For the re-projection part, consider:

func ReProject(g geom.T, pj *proj.PJ) error {
    layout := g.Layout()
    return pj.TransFlatCoords(proj.DirectionFwd, g.FlatCoords(), g.Stride(), layout.ZIndex(), layout.MIndex())
}

This transforms all coordinates in-place with a single cgo call.

TuSKan commented 8 months ago

Thank you for the suggestion of ReProject. I didn't now about this function of flatCoords on go-proj.

This is my DropDimension func. Any suggestions are welcome.

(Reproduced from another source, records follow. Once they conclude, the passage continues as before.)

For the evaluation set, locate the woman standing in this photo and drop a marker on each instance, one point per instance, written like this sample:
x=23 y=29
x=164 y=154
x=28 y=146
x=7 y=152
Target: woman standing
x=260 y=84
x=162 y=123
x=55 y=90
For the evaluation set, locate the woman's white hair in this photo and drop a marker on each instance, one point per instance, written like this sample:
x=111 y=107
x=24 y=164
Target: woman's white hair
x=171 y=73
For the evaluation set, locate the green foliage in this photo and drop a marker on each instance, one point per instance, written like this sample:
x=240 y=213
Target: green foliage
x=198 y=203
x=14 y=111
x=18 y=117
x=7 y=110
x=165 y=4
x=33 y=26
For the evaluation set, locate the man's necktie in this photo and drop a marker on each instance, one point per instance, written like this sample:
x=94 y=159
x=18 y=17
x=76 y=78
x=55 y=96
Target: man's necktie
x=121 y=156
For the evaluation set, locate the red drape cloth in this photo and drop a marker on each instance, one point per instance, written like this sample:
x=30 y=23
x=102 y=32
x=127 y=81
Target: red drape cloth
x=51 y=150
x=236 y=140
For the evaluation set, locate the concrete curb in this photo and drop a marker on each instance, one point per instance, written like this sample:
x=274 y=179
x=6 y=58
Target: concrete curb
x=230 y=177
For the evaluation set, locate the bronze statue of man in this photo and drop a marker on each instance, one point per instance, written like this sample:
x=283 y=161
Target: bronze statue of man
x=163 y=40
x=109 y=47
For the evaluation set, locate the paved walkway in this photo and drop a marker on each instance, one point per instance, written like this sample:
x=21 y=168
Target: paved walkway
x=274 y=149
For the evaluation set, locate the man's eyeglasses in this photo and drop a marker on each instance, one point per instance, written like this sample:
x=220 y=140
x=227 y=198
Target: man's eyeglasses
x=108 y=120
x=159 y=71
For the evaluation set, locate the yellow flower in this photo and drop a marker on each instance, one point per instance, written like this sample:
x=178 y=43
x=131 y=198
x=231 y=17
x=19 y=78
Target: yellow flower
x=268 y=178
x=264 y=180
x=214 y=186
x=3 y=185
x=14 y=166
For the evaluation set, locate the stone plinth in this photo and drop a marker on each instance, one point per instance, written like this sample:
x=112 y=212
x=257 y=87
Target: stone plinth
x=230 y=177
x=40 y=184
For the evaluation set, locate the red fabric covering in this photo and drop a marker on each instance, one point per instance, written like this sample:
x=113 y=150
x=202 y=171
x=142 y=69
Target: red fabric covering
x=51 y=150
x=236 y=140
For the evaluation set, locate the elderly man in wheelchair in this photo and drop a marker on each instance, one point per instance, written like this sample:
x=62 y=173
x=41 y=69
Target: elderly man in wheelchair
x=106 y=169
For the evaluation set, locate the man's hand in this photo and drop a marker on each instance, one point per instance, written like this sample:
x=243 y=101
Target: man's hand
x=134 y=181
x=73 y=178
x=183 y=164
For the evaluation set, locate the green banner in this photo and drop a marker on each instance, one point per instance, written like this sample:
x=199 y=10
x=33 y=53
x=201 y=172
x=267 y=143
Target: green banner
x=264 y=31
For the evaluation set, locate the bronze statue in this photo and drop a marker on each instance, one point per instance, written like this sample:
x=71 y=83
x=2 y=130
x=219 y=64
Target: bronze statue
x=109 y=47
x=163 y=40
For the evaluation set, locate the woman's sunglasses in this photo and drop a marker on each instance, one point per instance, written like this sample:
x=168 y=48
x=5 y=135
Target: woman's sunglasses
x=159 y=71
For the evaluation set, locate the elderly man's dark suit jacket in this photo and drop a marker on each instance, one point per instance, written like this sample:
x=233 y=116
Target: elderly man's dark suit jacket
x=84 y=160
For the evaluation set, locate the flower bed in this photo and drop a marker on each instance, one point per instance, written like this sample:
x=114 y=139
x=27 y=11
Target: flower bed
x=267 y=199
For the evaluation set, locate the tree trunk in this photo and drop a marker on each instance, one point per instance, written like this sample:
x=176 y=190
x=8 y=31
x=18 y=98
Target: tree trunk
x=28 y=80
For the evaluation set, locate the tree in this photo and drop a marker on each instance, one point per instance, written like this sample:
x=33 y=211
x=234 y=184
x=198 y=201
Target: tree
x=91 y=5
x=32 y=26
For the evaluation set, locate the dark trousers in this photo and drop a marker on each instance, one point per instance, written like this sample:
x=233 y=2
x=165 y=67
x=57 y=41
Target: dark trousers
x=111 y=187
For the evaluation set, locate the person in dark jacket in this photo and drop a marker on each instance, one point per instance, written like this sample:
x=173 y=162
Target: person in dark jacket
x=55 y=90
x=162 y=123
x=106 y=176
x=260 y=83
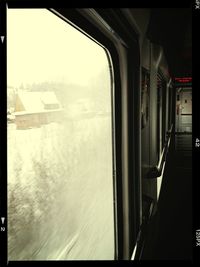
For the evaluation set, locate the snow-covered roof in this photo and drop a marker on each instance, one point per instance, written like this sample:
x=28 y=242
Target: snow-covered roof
x=36 y=101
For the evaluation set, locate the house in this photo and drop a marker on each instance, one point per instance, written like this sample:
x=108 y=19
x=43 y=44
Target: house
x=33 y=109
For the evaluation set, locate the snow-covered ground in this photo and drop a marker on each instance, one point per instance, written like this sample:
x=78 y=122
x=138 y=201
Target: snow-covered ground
x=60 y=191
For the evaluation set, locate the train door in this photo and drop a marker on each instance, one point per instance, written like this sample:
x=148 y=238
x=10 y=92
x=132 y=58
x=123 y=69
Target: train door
x=184 y=110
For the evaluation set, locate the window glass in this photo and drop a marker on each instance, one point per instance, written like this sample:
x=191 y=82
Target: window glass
x=145 y=97
x=60 y=175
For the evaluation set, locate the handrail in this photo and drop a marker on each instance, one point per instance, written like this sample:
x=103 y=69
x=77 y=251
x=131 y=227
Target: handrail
x=156 y=171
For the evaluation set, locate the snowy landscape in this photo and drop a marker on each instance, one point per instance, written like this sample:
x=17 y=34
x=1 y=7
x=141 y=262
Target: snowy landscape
x=60 y=191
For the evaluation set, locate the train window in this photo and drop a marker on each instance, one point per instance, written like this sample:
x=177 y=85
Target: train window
x=60 y=148
x=145 y=97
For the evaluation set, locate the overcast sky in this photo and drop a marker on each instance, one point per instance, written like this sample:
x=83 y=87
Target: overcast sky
x=42 y=47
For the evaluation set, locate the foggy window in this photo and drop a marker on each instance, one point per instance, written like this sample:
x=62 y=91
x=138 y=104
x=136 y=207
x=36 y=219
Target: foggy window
x=60 y=175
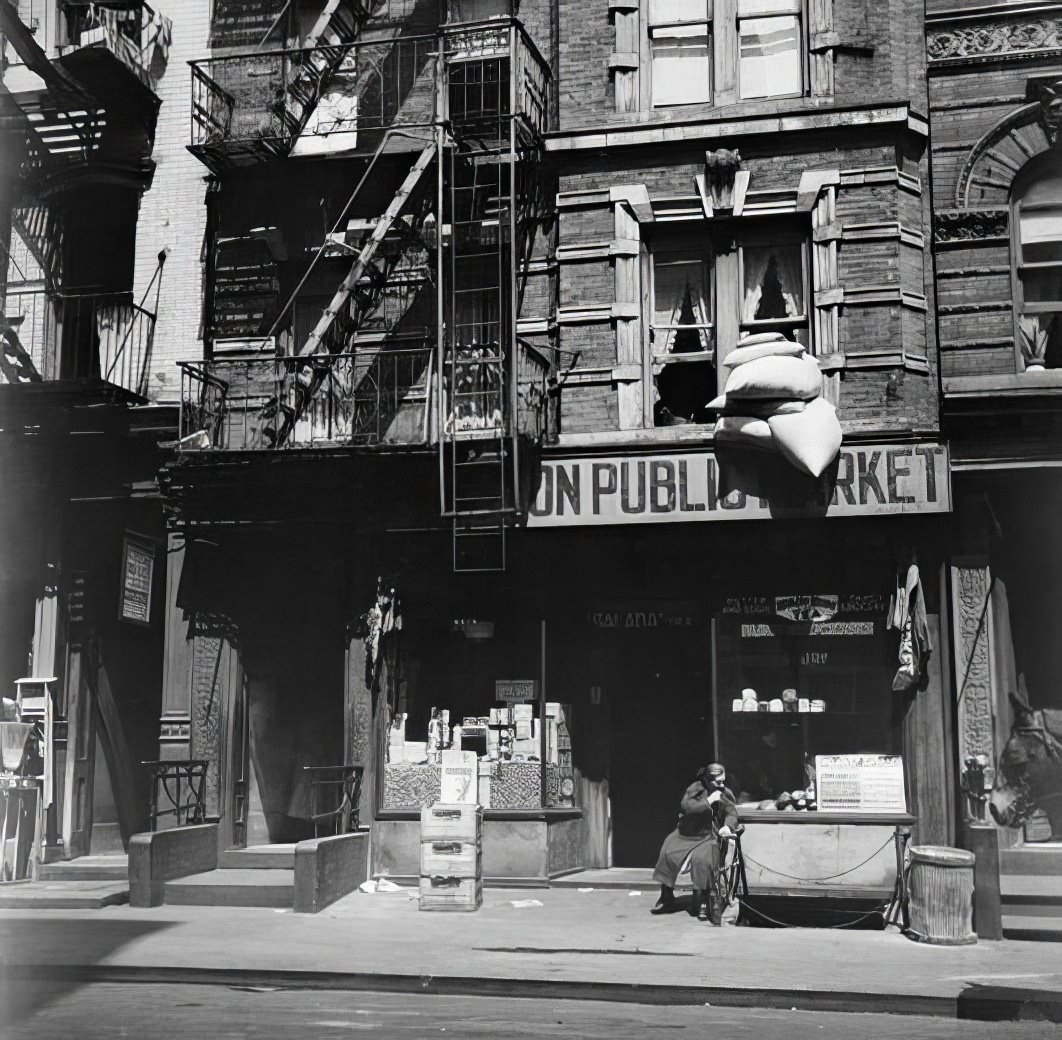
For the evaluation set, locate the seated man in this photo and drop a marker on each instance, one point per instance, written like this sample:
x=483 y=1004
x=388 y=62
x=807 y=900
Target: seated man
x=707 y=814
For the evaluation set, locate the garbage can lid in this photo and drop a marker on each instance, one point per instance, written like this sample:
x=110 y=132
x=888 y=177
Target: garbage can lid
x=941 y=855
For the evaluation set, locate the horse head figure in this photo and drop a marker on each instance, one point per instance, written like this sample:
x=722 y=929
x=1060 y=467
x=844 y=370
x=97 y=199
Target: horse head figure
x=1030 y=768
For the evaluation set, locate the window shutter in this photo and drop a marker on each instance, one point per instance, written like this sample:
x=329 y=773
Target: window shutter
x=822 y=39
x=826 y=291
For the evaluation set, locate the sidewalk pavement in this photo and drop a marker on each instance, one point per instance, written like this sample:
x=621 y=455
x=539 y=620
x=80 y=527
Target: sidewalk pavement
x=597 y=944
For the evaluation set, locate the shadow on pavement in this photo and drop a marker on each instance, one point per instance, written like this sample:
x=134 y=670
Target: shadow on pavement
x=34 y=951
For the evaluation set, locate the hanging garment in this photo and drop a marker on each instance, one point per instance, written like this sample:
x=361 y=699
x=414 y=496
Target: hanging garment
x=908 y=614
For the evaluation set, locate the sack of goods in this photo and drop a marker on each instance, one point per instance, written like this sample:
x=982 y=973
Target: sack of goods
x=773 y=401
x=451 y=853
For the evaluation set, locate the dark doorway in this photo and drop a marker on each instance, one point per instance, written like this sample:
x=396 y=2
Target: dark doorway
x=660 y=712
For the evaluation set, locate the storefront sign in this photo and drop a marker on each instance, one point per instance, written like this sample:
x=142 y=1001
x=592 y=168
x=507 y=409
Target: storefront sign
x=138 y=573
x=459 y=780
x=860 y=783
x=515 y=691
x=674 y=488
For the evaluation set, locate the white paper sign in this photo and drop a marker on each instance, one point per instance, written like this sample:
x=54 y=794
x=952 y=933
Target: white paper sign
x=860 y=783
x=460 y=778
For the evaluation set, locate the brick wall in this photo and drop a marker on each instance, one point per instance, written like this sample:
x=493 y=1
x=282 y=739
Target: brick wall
x=173 y=212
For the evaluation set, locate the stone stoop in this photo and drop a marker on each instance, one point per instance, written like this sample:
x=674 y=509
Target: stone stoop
x=1030 y=887
x=234 y=886
x=109 y=867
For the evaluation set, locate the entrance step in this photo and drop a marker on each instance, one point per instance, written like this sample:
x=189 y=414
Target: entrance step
x=87 y=868
x=259 y=857
x=629 y=877
x=1031 y=859
x=1032 y=926
x=62 y=894
x=234 y=887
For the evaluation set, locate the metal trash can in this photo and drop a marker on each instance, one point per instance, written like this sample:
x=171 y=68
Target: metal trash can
x=940 y=891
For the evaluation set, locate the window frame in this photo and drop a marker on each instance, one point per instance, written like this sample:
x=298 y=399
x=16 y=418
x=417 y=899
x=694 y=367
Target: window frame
x=651 y=34
x=724 y=52
x=721 y=242
x=797 y=9
x=1040 y=169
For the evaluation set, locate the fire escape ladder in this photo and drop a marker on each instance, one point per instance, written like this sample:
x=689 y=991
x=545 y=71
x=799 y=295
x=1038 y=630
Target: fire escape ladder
x=324 y=49
x=338 y=325
x=478 y=447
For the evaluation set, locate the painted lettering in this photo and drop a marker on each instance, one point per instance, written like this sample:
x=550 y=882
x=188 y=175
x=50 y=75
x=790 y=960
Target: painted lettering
x=868 y=477
x=624 y=488
x=842 y=487
x=662 y=478
x=894 y=471
x=685 y=506
x=603 y=481
x=543 y=505
x=568 y=488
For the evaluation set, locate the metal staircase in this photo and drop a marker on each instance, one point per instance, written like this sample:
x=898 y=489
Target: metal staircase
x=337 y=328
x=324 y=49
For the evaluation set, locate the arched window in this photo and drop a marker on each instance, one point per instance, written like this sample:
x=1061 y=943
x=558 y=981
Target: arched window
x=1038 y=269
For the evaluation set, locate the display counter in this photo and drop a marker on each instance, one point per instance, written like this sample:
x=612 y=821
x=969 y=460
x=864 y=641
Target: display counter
x=520 y=847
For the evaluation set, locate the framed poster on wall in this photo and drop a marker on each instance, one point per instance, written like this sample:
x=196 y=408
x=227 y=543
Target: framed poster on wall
x=138 y=576
x=860 y=783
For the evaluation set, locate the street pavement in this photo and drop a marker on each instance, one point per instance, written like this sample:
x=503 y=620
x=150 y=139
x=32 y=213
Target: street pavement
x=217 y=1012
x=546 y=943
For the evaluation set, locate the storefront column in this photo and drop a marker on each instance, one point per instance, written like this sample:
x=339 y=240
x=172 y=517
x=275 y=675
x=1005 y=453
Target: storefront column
x=359 y=746
x=174 y=729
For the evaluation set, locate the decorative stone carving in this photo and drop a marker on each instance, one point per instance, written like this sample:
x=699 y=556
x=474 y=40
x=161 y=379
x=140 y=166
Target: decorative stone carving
x=971 y=224
x=994 y=39
x=410 y=785
x=972 y=659
x=720 y=170
x=1049 y=96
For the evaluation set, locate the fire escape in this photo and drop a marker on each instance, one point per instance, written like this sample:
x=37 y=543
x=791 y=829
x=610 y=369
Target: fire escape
x=466 y=107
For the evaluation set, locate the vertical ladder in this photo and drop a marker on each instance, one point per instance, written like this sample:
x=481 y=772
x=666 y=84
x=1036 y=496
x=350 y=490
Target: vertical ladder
x=338 y=324
x=479 y=492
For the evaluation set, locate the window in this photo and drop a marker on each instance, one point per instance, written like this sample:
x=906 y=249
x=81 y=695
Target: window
x=764 y=43
x=682 y=336
x=680 y=43
x=707 y=289
x=1039 y=272
x=769 y=48
x=772 y=289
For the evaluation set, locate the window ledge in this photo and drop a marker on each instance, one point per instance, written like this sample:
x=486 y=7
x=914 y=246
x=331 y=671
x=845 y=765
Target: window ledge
x=1018 y=385
x=785 y=115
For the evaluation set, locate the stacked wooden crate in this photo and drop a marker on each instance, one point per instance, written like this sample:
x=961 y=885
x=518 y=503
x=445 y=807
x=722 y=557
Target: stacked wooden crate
x=451 y=852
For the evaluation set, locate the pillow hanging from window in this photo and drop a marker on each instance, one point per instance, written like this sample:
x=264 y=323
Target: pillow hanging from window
x=761 y=345
x=790 y=377
x=747 y=430
x=761 y=408
x=810 y=440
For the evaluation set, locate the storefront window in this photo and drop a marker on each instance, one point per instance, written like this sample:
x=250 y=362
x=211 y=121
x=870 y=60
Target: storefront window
x=800 y=677
x=472 y=689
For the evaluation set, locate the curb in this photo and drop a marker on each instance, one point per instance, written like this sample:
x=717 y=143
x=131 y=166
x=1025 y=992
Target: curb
x=534 y=988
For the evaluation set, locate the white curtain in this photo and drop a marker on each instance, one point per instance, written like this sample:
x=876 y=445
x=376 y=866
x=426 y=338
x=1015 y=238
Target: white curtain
x=787 y=259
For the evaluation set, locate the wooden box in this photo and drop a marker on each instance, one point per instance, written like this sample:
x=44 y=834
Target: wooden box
x=450 y=858
x=451 y=893
x=450 y=822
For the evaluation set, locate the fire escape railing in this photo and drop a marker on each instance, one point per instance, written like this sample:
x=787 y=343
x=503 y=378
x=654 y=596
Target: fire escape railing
x=251 y=106
x=369 y=398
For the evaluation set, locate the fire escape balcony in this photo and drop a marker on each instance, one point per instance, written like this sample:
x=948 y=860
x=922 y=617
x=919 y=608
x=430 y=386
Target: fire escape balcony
x=254 y=107
x=82 y=337
x=373 y=398
x=497 y=79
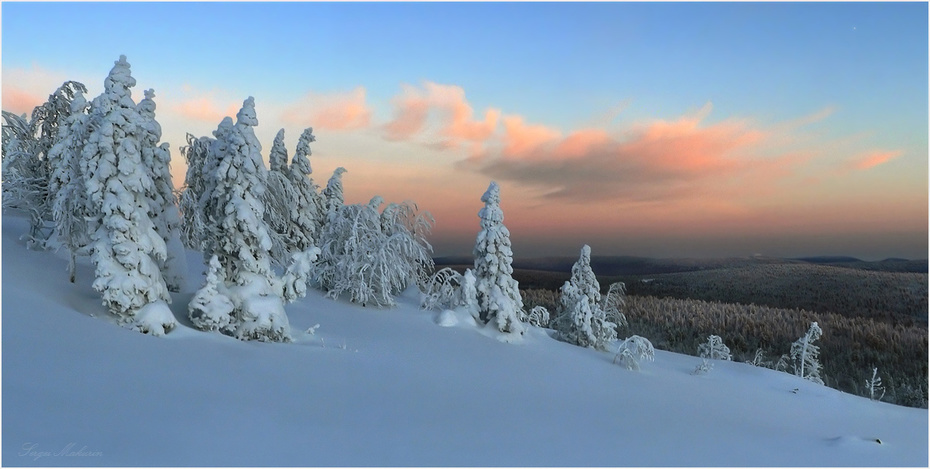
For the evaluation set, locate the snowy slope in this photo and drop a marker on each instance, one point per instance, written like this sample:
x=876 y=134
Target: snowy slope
x=390 y=387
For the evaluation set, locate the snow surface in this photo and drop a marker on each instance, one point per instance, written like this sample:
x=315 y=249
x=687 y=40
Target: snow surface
x=376 y=387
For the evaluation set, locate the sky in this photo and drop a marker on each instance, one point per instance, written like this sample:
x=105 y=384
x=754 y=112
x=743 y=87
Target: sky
x=642 y=129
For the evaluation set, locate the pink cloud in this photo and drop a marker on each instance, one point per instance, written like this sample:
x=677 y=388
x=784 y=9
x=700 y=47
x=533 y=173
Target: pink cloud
x=438 y=112
x=874 y=159
x=19 y=101
x=204 y=109
x=652 y=161
x=340 y=111
x=520 y=139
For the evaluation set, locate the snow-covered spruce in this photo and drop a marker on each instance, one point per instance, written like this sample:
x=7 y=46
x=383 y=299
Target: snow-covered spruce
x=582 y=320
x=497 y=293
x=127 y=248
x=714 y=349
x=192 y=218
x=308 y=214
x=70 y=208
x=804 y=355
x=211 y=309
x=333 y=198
x=163 y=203
x=279 y=200
x=237 y=234
x=27 y=164
x=370 y=256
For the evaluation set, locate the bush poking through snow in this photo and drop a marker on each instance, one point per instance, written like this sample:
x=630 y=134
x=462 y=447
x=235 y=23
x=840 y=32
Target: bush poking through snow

func DropDimension(g geom.T, layout geom.Layout) geom.T {
    var (
        flatCoords = g.FlatCoords()
        ends       = g.Ends()
        endss      = g.Endss()
        stride     = g.Stride()
        strideNew  = layout.Stride()
    )

    if strideNew < stride {
        flatCoordsNew := make([]float64, int(len(flatCoords)/stride)*strideNew)
        for i := 0; i < len(flatCoords); i += stride {
            j := int(i/stride) * strideNew
            copy(flatCoordsNew[j:j+strideNew], flatCoords[i:i+strideNew])
        }
        endsNew := make([]int, len(ends))
        for i := 0; i < len(ends); i += 1 {
            endsNew[i] = ends[i] / stride * strideNew
        }
        endssNew := make([][]int, len(g.Endss()))
        for i := 0; i < len(endss); i += 1 {
            endssNew[i] = make([]int, len(endss[i]))
            for j := 0; j < len(endss[i]); j += 1 {
                endssNew[i][j] = endss[i][j] / stride * strideNew
            }
        }

        switch gg := g.(type) {
        case *geom.Point:
            return geom.NewPointFlat(layout, flatCoordsNew)
        case *geom.LineString:
            return geom.NewLineStringFlat(layout, flatCoordsNew)
        case *geom.LinearRing:
            return geom.NewLinearRingFlat(layout, flatCoordsNew)
        case *geom.Polygon:
            return geom.NewPolygonFlat(layout, flatCoordsNew, endsNew)
        case *geom.MultiPoint:
            return geom.NewMultiPointFlat(layout, flatCoordsNew)
        case *geom.MultiLineString:
            return geom.NewMultiLineStringFlat(layout, flatCoordsNew, endsNew)
        case *geom.MultiPolygon:
            return geom.NewMultiPolygonFlat(layout, flatCoordsNew, endssNew)
        case *geom.GeometryCollection:
            gColl := geom.NewGeometryCollection()
            for _, gi := range gg.Geoms() {
                gColl.MustPush(DropDimension(gi, layout))
            }
            return gColl
        }
    }
    return g
}   
twpayne commented 8 months ago

Looks good. You can avoid some multiplications with code like (warning: untested):

        for i, j := 0, 0; i < len(flatCoords); i, j = i+stride, j+strideNew {
            copy(flatCoordsNew[j:j+strideNew], flatCoords[i:i+strideNew])
        }
TuSKan commented 8 months ago

Thank you very much for your time helping me here. II think we can close this issue/helping for now

TuSKan commented 8 months ago

I'm sorry for using this place to make questions What you recommend for fast geometry search in go? (working with go-geom)

twpayne commented 8 months ago

What do you mean by "fast geometry search"?

TuSKan commented 8 months ago

Find a point inside a polygon, find the closest point with another

twpayne commented 8 months ago

Have you considered using Tile38 instead? Otherwise, you should be able to adapt github.com/tidwall/rtree.